Tanah Bertuan tapi Terlantar: Komisi II DPR Temukan Anomali Tata Ruang di NTB
PARLEMENTARIA, Lombok - Ketua Komisi II DPR RI, Muhammad Rifqinizamy Karsayuda, mengungkapkan sejumlah permasalahan serius dalam sektor pertanahan dan tata ruang saat melakukan kunjungan kerja pengawasan ke Provinsi Nusa Tenggara Barat (NTB). Dalam pertemuan dengan pejabat eselon I, Kepala Kanwil, dan seluruh Kepala Kantor Pertanahan se-NTB, ia menyampaikan keprihatinannya terhadap banyaknya lahan berstatus Hak Guna Usaha (HGU) dan Hak Guna Bangunan (HGB) yang dibiarkan terbengkalai.
“Banyak HGU dan HGB sudah diterbitkan, namun tidak dimanfaatkan oleh pemegang hak. Ini disebabkan oleh tingginya biaya investasi atau konflik dengan masyarakat setempat, yang membuat iklim usaha tidak kondusif,” ujar Rifqi kepada Parlementaria di Lombok, NTB, Rabu (28/5/2025)
Salah satu kasus paling mencolok terjadi di Gili Trawangan, destinasi pariwisata unggulan NTB. Menurut Rifqi, banyak hotel dan restoran di sana telah memiliki alas hak sah sejak tahun 1980-an, namun sejak 2021, kawasan tersebut secara sepihak ditetapkan sebagai kawasan hutan oleh Kementerian Lingkungan Hidup dan Kehutanan (KLHK).
“Sekarang secara yuridis, mereka dianggap menempati kawasan ilegal. Padahal kita semua tahu kawasan itu sudah sejak lama dikembangkan sebagai kawasan wisata. Ini tentu menjadi ancaman besar terhadap investasi dan juga ketertiban administrasi pertanahan,” tegasnya.
Masalah ini, lanjutnya, tidak hanya berdampak pada pelaku usaha, tetapi juga merugikan negara dari sisi penerimaan pajak. “Jika pemegang manfaat atas lahan memiliki alas hak yang sempurna, maka mereka wajib membayar pajak. Tapi sekarang, karena status hukum tidak jelas, negara justru kehilangan potensi pemasukan yang besar.” ungkap Rifqi
Komisi II DPR RI, kata Rifqi, akan segera menindaklanjuti persoalan Gili Trawangan dengan memfasilitasi Rapat Dengar Pendapat Umum (RDPU) antara Pemerintah Provinsi NTB, Menteri ATR/BPN, dan Menteri KLHK. Ia menyebutkan bahwa pihaknya menunggu surat resmi dari Gubernur NTB sebagai dasar fasilitasi tersebut.
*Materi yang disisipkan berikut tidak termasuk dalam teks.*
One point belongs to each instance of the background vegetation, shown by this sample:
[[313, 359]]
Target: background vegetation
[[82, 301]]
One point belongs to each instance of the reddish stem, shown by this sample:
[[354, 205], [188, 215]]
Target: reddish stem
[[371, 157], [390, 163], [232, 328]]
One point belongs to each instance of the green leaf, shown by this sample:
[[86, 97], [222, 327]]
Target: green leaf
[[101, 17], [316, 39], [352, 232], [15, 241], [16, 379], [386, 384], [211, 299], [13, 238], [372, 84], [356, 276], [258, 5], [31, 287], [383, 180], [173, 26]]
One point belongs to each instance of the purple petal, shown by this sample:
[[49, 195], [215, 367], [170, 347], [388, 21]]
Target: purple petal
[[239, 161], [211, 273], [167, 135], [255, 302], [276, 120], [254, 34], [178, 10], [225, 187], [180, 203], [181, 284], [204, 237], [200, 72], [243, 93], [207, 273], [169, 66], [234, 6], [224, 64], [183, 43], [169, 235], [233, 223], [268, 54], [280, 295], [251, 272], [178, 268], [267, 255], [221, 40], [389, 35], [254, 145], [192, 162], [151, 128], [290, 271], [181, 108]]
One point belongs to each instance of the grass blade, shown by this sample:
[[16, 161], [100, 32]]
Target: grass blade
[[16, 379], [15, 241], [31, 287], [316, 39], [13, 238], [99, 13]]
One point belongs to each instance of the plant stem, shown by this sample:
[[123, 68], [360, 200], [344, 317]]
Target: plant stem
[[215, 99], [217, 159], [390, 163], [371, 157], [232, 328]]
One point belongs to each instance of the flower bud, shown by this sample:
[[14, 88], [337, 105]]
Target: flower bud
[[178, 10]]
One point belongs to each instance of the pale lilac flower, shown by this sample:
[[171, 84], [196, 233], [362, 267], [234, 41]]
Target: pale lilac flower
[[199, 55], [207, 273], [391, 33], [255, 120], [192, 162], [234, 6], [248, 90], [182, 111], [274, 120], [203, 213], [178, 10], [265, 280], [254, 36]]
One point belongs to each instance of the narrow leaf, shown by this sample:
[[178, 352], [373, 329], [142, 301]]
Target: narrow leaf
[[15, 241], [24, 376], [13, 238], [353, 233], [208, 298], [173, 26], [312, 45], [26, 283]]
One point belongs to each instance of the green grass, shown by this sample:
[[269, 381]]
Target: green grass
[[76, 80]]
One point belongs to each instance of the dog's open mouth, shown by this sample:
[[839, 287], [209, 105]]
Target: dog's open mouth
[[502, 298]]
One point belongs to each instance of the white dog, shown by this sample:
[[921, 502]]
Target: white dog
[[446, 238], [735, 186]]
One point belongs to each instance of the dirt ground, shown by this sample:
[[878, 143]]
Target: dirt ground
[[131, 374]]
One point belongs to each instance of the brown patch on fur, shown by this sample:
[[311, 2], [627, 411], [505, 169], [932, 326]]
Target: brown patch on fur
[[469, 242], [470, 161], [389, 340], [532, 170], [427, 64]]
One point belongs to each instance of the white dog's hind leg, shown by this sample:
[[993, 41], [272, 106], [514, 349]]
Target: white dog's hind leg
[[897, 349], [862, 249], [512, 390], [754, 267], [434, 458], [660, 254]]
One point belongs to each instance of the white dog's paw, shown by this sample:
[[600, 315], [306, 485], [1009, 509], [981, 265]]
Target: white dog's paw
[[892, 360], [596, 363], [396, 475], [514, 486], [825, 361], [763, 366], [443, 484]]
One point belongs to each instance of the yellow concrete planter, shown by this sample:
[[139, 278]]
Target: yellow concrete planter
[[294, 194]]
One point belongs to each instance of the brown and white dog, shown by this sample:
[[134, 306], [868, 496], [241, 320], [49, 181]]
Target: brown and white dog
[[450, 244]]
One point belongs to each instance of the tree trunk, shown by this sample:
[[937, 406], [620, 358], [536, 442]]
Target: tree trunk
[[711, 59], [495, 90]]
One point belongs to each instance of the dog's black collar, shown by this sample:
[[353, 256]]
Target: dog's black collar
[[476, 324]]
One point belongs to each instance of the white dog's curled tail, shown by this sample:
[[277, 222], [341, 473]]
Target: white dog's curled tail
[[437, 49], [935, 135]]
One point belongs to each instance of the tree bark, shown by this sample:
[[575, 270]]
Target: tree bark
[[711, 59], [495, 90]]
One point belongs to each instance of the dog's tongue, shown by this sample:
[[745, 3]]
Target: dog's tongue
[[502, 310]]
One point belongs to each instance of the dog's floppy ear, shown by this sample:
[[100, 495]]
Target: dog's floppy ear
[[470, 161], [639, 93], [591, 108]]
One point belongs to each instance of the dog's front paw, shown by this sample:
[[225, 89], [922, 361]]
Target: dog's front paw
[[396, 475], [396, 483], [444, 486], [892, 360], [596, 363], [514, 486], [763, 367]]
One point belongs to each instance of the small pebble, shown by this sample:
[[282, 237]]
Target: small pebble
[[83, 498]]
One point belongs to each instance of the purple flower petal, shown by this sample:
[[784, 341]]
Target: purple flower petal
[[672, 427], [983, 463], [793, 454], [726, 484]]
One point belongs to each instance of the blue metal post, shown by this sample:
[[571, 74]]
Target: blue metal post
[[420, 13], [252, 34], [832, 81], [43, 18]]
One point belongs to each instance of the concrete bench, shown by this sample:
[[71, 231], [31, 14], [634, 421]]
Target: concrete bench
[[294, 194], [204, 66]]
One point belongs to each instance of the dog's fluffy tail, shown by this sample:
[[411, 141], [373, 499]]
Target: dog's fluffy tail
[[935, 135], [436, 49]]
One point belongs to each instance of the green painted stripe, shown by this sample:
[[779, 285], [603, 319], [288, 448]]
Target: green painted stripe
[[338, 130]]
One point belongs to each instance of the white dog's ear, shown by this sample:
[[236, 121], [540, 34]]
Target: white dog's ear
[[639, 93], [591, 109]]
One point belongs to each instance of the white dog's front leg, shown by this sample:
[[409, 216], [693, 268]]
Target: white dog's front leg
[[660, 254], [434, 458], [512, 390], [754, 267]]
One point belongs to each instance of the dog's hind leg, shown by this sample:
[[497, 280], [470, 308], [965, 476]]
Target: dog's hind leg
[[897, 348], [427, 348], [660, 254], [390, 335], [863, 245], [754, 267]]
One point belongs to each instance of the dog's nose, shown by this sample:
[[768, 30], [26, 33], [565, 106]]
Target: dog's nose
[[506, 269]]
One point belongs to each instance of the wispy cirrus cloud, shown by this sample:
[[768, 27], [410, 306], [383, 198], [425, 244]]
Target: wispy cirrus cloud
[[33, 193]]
Perlu diketahui, Komisi II kini juga tengah mendorong reformasi pengawasan terhadap BUMD (Badan Usaha Milik Daerah) dan BLUD (Badan Layanan Umum Daerah) di daerah, termasuk pengawasan kinerja dan keuangan. “Kami mendorong Kementerian Dalam Negeri untuk bekerja sama dengan KemenPANRB agar Dirjen Pembinaan dan Pengawasan BUMD-BLUD bisa dibentuk dan berfungsi optimal,” kata Politisi Fraksi Partai NasDem itu.
Berangkat dari upaya-upaya ini, ia menekankan bahwa DPR RI melalui Komisi II DPR siap menyesuaikan regulasi terkait sebagai bagian dari fungsi legislasi agar pengelolaan pertanahan, tata ruang, serta entitas bisnis milik daerah menjadi lebih akuntabel dan mendukung pembangunan daerah. (Gys/um)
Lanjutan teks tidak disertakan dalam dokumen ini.